Of course, Crowley is educating us, the reader, about the world of Rush that Speaks, not Rush that Speaks, who, let’s face it, is not all that interested in understanding the why of the events he experiences. He accepts the angels knew things he does not and never will, and have machines he doesn’t understand. He doesn’t even understand why his own society does some of the things it does — it’s not even as if they’re presented as mysteries, just that no one has any motivation to understand the why. Not needing to understand why, not asking for explanations, is something that all those who populate the novel have in common. Other than, that is, the anonymous person who, in italics, questions Rush that Speaks. And, more importantly, the actual reader of the book that is Engine Summer.

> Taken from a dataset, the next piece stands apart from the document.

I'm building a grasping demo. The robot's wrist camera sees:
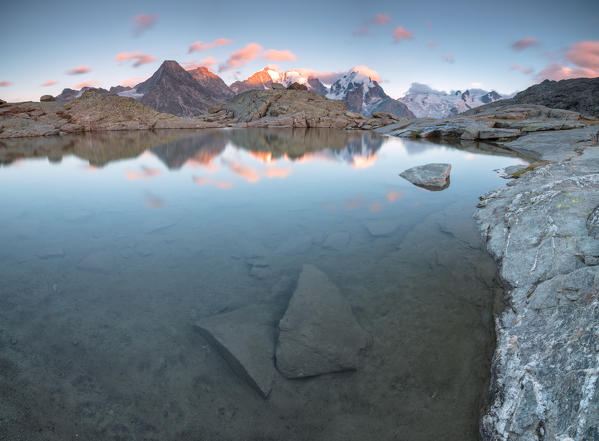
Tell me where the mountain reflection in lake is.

If Engine Summer was disappointingly less… chewy than I’d expected, its prose was still as good as I’d remembered. Crowley is one of US genre fiction’s best prose stylists, and every word he writes feels so very carefully chosen. In a story such as Engine Summer, set in an invented world, which obfuscates its plots through the voice of its narrator, this feels especially relevant. Engine Summer works, and works exceedingly well, because Rush that Speaks’s voice, and the narrowness of his vision, is so rigorously observed.
I’d not expected to enjoy Engine Summer so much on this reread, nor to find it such a straightforward read. I was pleased to see my expectations regarding Crowley’s prose were justified, and the book fully deserves its place in the SF Masterworks series (more so than a good many other books in the series). But it’s an early work, and Crowley went on to write books that are magnitudes better, not just the Ægypt Quartet, but also, for example, Lord Byron’s Novel: The Evening Land (2005, USA), which also does some very interesting things with narrative structure.
Crowley is one of those writers whose books I buy in hardback as soon as they’re published. With good reason.